GUADALAJARA, Mexico, March 4, 2019 /PRNewswire/ -- Adopting a child can take years under the best circumstances. It can also be expensive and an emotional roller coaster. But for Cornelia E. Davis, M.D., the obstacles were even greater. She risked her own life to adopt her daughter in war-torn Ethiopia, battling meningitis outbreaks, dodging stray bullets, and even braving opposing armies because her urge to be a mother was unstoppable.
Davis tells the story of what it took to adopt her daughter, Romene, in her new memoir, Three Years in Ethiopia: How a Civil War and Epidemics Led Me to My Daughter (Konjit Publications). Davis, who goes by the name Connie, was no stranger to breaking through barriers—so being a single mother and a foreigner trying to adopt an infant in Addis Ababa was not going to derail her. She had, after all, begun her career as one of the first black women admitted to the University of California, San Francisco School of Medicine.

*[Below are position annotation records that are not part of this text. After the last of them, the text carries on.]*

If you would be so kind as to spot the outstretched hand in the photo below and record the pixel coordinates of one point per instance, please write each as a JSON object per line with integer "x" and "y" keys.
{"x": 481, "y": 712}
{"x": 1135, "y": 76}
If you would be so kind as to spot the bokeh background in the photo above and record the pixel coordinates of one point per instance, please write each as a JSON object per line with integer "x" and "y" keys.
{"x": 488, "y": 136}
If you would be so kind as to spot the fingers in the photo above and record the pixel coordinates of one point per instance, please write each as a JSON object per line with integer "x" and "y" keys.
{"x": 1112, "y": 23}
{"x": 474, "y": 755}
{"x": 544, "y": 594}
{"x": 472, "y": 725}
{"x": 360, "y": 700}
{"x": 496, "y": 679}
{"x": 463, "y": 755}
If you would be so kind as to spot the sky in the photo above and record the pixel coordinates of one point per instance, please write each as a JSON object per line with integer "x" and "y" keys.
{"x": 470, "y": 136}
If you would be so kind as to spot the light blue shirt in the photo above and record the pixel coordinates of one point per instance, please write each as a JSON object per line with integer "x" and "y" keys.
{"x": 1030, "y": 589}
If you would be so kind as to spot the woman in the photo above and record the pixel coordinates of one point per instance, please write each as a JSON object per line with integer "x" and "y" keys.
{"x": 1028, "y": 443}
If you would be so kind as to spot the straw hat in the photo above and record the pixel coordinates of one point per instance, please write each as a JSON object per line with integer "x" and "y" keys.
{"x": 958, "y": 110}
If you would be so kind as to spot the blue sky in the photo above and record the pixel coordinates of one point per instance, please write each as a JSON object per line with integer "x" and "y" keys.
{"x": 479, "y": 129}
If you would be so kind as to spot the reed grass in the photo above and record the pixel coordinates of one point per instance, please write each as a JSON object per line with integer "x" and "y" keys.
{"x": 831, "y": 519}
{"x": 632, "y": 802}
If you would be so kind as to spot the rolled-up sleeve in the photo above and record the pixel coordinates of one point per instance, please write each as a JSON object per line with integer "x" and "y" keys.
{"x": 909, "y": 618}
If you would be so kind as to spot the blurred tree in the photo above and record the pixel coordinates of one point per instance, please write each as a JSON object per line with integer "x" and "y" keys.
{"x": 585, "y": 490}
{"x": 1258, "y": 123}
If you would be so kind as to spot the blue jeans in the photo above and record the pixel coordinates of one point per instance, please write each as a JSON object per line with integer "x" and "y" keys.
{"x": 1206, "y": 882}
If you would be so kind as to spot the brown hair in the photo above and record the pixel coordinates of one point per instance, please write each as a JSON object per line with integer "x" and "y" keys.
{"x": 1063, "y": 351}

She was sent to Ethiopia in 1990 by the World Health Organization (WHO) to help prevent or control outbreaks of meningococcal meningitis. While working in Addis Ababa, she was caught up in the fast-moving civil war and stayed behind as acting director of the WHO Emergency Preparedness and Response Unit when U.N. staff members were evacuated. A series of events led her to become mother to a three-month-old infant found on the steps of St. George's Cathedral.
In an interview, Davis can talk about:
- The series of events that led her to become a mother to a three-month-old orphan
- Her struggles in getting a passport for Romene
- The rarity of adoptions by non-relatives in Ethiopia
- The joys and challenges of raising Romene and what she is like today
- Her work controlling disease outbreaks around the world
About the Author
Cornelia E. Davis, M.D., MPH, was raised in the San Francisco Bay Area, did undergraduate work at Gonzaga University in Spokane, and graduated from the University of California, San Francisco School of Medicine. After finishing her pediatric residency, a chance opportunity led to the World Health Organization hiring her for their smallpox eradication program in India. She obtained her MPH at Johns Hopkins School of Public Health and went on to train at the Centers for Disease Control and Protection in Atlanta. She worked to prevent infectious disease outbreaks in Africa and Asia for the next 30 years. Now semiretired, she lives near Guadalajara, Mexico. Her first book, Searching for Sitala Mata, was an Amazon Bestseller. It won a gold medal in the 2017 Global Ebook Awards.